Al ponerse el sol, comienza la velada. Los misioneros con llagas deben enterrar
pequeñas cruces de hierro en ellas y cubrirlas con vendas empapadas en santo crisma.
Han llegado a consumir la mayoría de las hostias, y el sacerdote separa la última para
sostenerla con sus manos en alto por la velada, en la plaza del pueblo. Alrededor, la gente
forma un círculo donde gime y ladra como animales, traen cruces y crucifijos de maderas
y los arrojan alrededor del sacerdote y los misioneros con sus bebés, además de arrojarles
la comida fría del día y sus propios desperdicios. Todos los objetos de madera comienzan
a sangrar y grandes charcos rojos se forman en todo el pueblo, sobre todo bajo el padre
Faustino, que depende de la fuerza de los misioneros, ayudándolo por turnos a mantener
los brazos en alto desde las seis de la tarde hasta las doce de la noche.

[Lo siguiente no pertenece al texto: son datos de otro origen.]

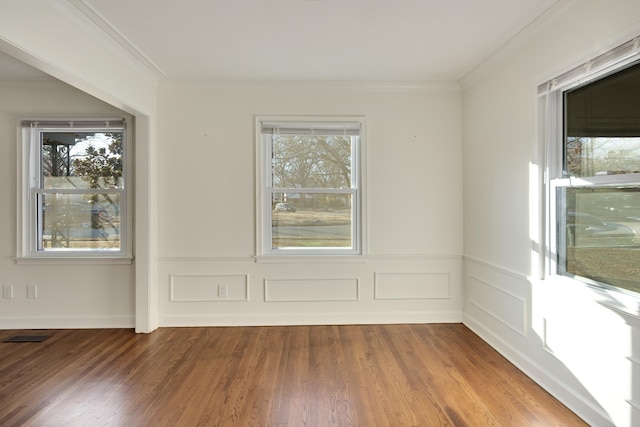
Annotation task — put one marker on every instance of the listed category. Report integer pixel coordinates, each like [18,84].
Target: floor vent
[27,338]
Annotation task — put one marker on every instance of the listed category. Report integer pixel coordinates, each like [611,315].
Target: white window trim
[550,139]
[26,248]
[263,165]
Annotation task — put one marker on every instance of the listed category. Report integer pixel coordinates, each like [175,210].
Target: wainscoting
[580,343]
[247,291]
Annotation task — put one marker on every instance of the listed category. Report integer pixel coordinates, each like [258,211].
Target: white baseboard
[291,319]
[584,408]
[115,322]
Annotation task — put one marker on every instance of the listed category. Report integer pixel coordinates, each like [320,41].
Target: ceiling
[346,40]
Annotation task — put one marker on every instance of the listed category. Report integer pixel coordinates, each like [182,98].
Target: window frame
[30,188]
[265,189]
[551,155]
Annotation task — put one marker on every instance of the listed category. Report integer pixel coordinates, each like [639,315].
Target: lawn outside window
[74,188]
[311,189]
[593,172]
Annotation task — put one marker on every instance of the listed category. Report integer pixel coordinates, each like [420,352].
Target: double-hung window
[593,166]
[74,188]
[310,185]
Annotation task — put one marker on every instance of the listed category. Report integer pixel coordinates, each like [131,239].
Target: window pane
[80,221]
[602,130]
[81,160]
[311,161]
[585,156]
[599,234]
[311,220]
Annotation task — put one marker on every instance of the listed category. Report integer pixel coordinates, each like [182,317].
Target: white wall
[566,336]
[207,220]
[69,296]
[63,40]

El cansancio vence
a uno de los misioneros más jóvenes y pierde el equilibrio, cayendo de cara en la sangre
que ahora cubre hasta las rodillas el pueblo entero. Los pueblerinos apuran a recogerlo
de inmediato, rasguñándolo, mordiéndolo y comiéndolo: no tiene salvación, perdió la
confianza en Dios que lo hubiera mantenido de pie, como a los demás misioneros.